En Droit, l’employeur est tenu de protéger les salariés des agissements sexistes et des faits harcèlement sexuel.

Mais un « gros lourd » n'est pas « licenciable » en toute circonstance !

Dans une autre affaire récente, un cadre dirigeant avait été licencié pour faute grave après des échanges privés envoyés de sa messagerie professionnelle (cass. soc., 25 septembre 2024, n°23-11.860). Ces messages contenaient des blagues lourdes à base de commentaires humoristiques photos pornographiques, dont il ne sera pas fait mention ici – mais dont il sera simplement indiqué qu’une d’entre elle consistait à assimiler un pénis et un frein à main.

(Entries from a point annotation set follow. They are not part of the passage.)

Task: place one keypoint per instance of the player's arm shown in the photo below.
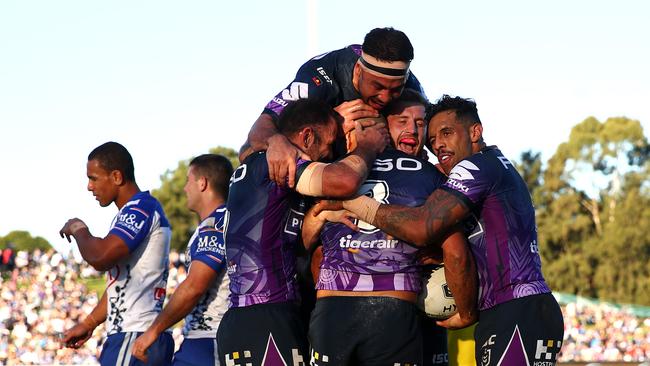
(418, 225)
(100, 253)
(353, 110)
(200, 278)
(461, 275)
(344, 177)
(313, 224)
(76, 336)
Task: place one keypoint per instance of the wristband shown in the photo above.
(364, 207)
(90, 321)
(76, 226)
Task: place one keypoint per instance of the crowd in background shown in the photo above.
(42, 294)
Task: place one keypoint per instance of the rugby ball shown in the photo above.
(435, 298)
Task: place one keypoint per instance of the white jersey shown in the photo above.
(207, 245)
(136, 285)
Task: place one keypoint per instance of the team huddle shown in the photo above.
(316, 248)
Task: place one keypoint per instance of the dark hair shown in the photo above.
(388, 44)
(465, 109)
(217, 169)
(408, 96)
(305, 112)
(113, 156)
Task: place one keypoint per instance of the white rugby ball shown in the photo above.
(436, 299)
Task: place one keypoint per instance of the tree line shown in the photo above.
(592, 199)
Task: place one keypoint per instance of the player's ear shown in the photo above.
(203, 183)
(476, 132)
(117, 177)
(356, 74)
(307, 135)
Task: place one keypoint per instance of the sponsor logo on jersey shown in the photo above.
(295, 91)
(232, 267)
(294, 222)
(546, 352)
(354, 245)
(457, 185)
(462, 170)
(211, 244)
(280, 101)
(324, 75)
(486, 350)
(128, 221)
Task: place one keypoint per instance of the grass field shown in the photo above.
(95, 284)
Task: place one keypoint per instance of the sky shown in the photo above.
(169, 80)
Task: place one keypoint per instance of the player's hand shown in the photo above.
(375, 137)
(331, 205)
(71, 227)
(281, 156)
(456, 322)
(429, 255)
(142, 344)
(353, 110)
(344, 217)
(76, 336)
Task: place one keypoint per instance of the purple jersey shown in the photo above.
(368, 260)
(501, 230)
(261, 235)
(327, 77)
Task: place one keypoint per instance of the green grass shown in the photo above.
(95, 284)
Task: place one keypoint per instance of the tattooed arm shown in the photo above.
(421, 226)
(425, 224)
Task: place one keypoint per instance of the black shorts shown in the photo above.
(274, 333)
(434, 342)
(524, 331)
(365, 331)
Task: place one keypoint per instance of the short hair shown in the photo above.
(113, 156)
(408, 96)
(305, 112)
(465, 109)
(388, 44)
(217, 169)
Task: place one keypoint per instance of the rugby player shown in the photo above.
(263, 324)
(368, 281)
(135, 255)
(358, 81)
(520, 322)
(203, 296)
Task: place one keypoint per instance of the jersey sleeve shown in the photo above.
(211, 248)
(308, 83)
(469, 182)
(301, 165)
(133, 223)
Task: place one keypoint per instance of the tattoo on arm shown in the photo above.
(425, 224)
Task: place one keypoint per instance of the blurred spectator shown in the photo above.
(44, 294)
(41, 297)
(7, 258)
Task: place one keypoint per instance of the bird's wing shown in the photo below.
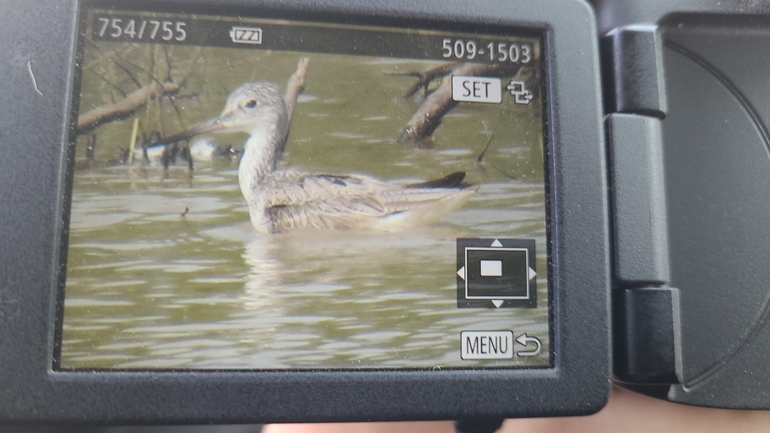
(294, 200)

Bref… la lourdeur est manifeste… mais la Cour de cassation a tout de même jugé ce licenciement nul, pour atteinte la vie privée du salarié.

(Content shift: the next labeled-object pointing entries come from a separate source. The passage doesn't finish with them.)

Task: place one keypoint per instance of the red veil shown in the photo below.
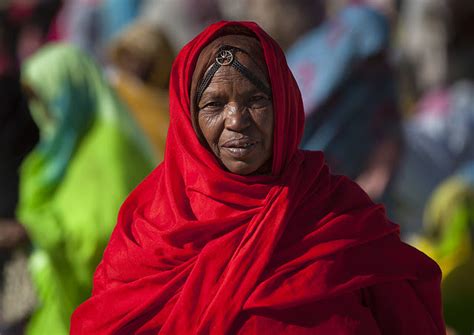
(199, 250)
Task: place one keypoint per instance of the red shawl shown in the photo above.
(198, 250)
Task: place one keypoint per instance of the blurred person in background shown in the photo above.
(24, 27)
(300, 16)
(91, 24)
(89, 157)
(448, 237)
(350, 98)
(439, 137)
(141, 58)
(180, 20)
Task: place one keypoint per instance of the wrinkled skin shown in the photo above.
(236, 120)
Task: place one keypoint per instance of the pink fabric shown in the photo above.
(198, 250)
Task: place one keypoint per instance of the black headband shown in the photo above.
(226, 56)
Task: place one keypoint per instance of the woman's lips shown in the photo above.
(239, 148)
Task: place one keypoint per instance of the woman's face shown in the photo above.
(236, 120)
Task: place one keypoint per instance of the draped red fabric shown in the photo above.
(199, 250)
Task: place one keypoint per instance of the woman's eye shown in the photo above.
(212, 105)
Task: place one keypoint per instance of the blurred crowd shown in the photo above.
(388, 90)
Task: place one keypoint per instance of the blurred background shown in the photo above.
(388, 90)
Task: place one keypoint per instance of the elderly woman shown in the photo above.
(240, 232)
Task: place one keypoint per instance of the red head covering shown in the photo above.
(198, 249)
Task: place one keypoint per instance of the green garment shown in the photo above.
(449, 240)
(89, 157)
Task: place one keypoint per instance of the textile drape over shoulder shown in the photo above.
(199, 250)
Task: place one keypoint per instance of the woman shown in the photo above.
(89, 157)
(238, 231)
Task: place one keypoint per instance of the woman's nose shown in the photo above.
(236, 117)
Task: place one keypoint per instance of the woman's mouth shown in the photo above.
(239, 148)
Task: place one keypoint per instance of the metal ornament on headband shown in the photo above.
(225, 57)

Elle considère donc que le secret des correspondances s’appliquait, y compris concernant des échanges intervenus par le biais d'outils professionnels.

Pour les juges, l'employeur a donc fauté en ce qu’il a licencié le salarié en raison de l'usage qu'il avait fait de sa liberté d'expression.

La sévère sanction prononcée par la Cour d’appel a donc été confirmée : 210.000 euros nets de dommages et intérêts pour licenciement nul + 68.197,56 euros nets d’indemnité de licenciement – après tout, l’argent n’a pas d’odeur.

Si sur le plan éthique, la décision interroge, sur le plan strictement juridique, elle doit être saluée!